Las enseñanzas de Cristo requieren que perdonemos las injurias y extendamos la ley del amor, incluyendo a los enemigos (Mt 5,43-44). Sin embargo, para muchos de nosotros perdonar es difícil y gravoso, aunque tengo la sospecha que el motivo principal es nuestra lucha emocional con un ego herido.
Por otro lado, el perdón es liberador tanto para el que perdona como para el que es perdonado. Es una doble bendición. Shakespeare lo expresó elocuentemente: “La propiedad de la clemencia no es forzada; cae como la dulce lluvia del cielo sobre el llano que está por debajo de ella; es dos veces bendita: bendice al que la concede y al que la recibe” (El Mercader de Venecia).
El perdón es una acción que fluye de la virtud de la misericordia que Santo Tomas de Aquino considera la mayor de las virtudes porque las demás giran alrededor de ella. Jesús nos pide que seamos misericordiosos como el Padre es misericordioso (Lc 6,36).

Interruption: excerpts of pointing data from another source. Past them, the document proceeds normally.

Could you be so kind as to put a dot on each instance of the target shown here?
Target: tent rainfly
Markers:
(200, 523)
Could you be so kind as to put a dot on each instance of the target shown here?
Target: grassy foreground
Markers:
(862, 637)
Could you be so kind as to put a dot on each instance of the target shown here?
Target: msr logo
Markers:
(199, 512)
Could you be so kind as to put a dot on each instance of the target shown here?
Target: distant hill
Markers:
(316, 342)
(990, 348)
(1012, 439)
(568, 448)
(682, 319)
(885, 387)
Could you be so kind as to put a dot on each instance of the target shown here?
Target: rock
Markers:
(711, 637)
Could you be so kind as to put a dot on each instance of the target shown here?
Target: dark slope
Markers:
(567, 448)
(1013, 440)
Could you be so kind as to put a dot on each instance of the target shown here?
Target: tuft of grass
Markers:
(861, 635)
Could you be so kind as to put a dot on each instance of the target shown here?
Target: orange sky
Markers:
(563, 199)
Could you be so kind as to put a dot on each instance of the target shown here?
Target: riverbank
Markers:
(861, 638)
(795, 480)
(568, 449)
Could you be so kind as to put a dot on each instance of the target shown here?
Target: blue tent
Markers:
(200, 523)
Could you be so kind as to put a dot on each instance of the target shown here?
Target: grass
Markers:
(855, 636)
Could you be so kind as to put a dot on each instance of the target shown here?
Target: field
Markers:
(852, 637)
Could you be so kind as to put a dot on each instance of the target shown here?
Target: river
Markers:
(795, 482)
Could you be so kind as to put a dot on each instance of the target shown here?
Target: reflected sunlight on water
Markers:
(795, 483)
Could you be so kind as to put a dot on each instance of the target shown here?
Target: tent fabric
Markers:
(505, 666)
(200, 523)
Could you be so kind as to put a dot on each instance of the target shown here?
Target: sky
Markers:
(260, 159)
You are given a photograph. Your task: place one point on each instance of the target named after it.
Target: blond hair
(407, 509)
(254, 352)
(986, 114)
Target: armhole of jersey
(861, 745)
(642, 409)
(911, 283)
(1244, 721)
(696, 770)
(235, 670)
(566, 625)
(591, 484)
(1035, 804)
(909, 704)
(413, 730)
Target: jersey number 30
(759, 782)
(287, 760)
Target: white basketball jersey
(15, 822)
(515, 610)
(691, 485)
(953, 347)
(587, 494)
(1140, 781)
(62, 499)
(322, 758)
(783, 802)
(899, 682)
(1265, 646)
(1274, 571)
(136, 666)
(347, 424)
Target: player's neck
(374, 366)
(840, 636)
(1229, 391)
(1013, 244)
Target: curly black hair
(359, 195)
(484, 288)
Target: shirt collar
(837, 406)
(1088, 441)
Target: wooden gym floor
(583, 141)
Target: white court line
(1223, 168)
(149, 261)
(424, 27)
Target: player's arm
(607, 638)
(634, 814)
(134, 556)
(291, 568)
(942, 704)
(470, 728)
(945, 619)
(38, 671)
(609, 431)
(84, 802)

Desde luego que, a menudo, nos resulta difícil tanto pedir perdón como otorgarlo. Una vez más, nuestros egos están tan involucrados como la culpa y la vergüenza. Más allá de eso está la aparente incapacidad de perdonarnos a nosotros mismos.
Durante la consagración en cada Misa se nos recuerda que Jesús derramó su sangre por el perdón de nuestros pecados (Mt 26,28). Negar el perdón es una afrenta a Dios, el gran reconciliador.
En una de sus primeras homilías después de ser elegido, el Papa Francisco expresó, “el gozo de Dios es el gozo del perdón.”
Traer el perdón donde hay injuria es difundir la alegría de Dios.